Выбрать главу

Маркс решительным образом настроен свести вещи к человеку, а человека - к свободному распоряжению самим собой.

Если угодно, в этой перспективе человек, освобожденный благодаря действию и решительно осуществивший полное приравнивание самого себя к вещи, как бы оставил вещь позади себя: она как бы перестала его порабощать. Так началась бы новая глава: человек, наконец, получил бы свободу возвратиться к собственной сокровенной истине - свободу по своей воле распоряжаться бытием, которым он будет, но пока еще не стал, поскольку ведет рабское существование.

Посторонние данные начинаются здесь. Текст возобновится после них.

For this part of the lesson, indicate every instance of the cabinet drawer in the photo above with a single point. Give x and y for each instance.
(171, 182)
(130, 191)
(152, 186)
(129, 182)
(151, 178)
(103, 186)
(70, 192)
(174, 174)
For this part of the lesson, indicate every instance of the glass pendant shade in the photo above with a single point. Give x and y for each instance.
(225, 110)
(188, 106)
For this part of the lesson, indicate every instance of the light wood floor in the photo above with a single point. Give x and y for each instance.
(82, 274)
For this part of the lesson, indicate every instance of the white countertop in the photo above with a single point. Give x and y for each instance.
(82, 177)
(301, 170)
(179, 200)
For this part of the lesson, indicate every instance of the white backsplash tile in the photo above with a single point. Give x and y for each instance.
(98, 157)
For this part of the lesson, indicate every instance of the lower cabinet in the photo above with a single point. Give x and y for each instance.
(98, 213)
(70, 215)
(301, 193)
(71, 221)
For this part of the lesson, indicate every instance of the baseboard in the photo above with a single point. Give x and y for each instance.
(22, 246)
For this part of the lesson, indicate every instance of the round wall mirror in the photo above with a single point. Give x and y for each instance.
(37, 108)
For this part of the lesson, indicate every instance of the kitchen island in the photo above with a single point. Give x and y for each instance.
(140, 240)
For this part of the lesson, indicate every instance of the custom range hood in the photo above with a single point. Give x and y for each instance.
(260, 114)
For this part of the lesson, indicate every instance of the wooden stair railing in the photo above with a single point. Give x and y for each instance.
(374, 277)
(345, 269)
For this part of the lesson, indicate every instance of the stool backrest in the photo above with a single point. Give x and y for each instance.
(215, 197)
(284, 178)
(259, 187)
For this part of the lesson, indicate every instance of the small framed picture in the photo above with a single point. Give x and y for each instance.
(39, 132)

Но из самого факта этого тезиса (ничего не дающего и не предлагающего в плане сокровенности) явствует, что марксизм - не столько завершение кальвинистской попытки, сколько критика капитализма, порицаемого за то, что он освободил вещи без надлежащей строгости и не имея другой цели и правила, кроме случайности - и частной выгоды.

3. Мир современной индустрии, или буржуазный мир

Капитализм в каком-то смысле означает безоговорочную отдачу себя вещи, однако не тревожась о последствиях и не видя ничего дальше вещей. Для заурядного капитализма вещь (продукт и производство) не есть то, чем становится и желает стать пуританин: если в капиталиста вселяется вещь, если он и сам является вещью, то это подобно тому, как Сатана вселяется в душу одержимого, который об этом не ведает; или же одержимый, сам того не ведая, становится Сатаной.

Самоотрицание, бывшее в кальвинизме утверждением Бога, в какой-то степени представляло собой недостижимый идеал: оно могло иметь место у ярких личностей, способных утверждать ценности, с которыми они себя отождествляли, но при этом всякий раз речь шла скорее об исключении из правил. Зато свобода, предоставленная вещи и производству, была всем доступной возможностью. Не было ни малейшей надобности поддерживать в высшей степени чистую - и столь же скудную - духовность, единственную, которая с самого начала была достаточно строгой для того, чтобы уравновесить порабощение всего тела и всей деятельности вещью. Но как только был принят принцип порабощения, мир вещей (мир современной индустрии) смог развиваться сам по себе, уже не думая об отсутствующем Боге. Умы, всегда готовые к схватыванию реальных объектов, ясно осознали всю выгоду от того, чтобы позволить сокровенности ускользнуть за пределы пробудившегося сознания. К тому же, царство вещей поддерживалось естественной склонностью человека к рабству. В одном и том же движении царство вещей соответствовало той воле к чистой власти (к росту, у которого нет иной цели, кроме роста), которая хотя на поверхности и противоположна рабскому духу, в основе является всего-навсего его дополнением. В служении власти, которой не пользуешься - а это совершенная форма вложения всех ресурсов в рост, - состоит единственное подлинное самоотречение, наиболее последовательное отрицание жизни. Но такую позицию трудно отличить от чистого кальвинизма, несмотря на то, что последний ей противоположен.

Но кальвинизм по крайней мере был в состоянии крайней напряженности и настороженности. А вот "человек индустриального роста", не имея иной цели, кроме такого роста, наоборот, является воплощением сна. Вокруг него нет ни малейшего напряжения, а у него - никакого желания упорядочить мир соразмерно самому себе. Люди, в результате деятельности которых возникла современная промышленность, из-за неспособности постичь идею этого современного мира даже не догадывались, что такой мир будет невозможен: они оставались полностью безучастными к бессилию увлекавшего их движения, которому не удавалось подчинить мир своим законам. Для развития предпринимательства они даже использовали те рынки сбыта, что поддерживались существованием многочисленных движений, противоположных их собственному. В капиталистическом мире не отдается ни малейшего предпочтения принципу производства средств производства (такое предпочтение возникнет лишь при коммунистическом накоплении). Буржуазия не знала о наличии оппозиции между приматом роста и его противоположностями: разного рода непродуктивными затратами, а также институтами и ценностями, создающими затраты. Оппозиция касалась только количества расходов и ничего более. Буржуазный капитализм проявлял свою враждебность к роскоши мягко и нелогично: фактически его скупость и его действия способствовали ее уменьшению, но если исключить заранее не запланированные последствия, то он никогда не расставался с принципом laisser-faire.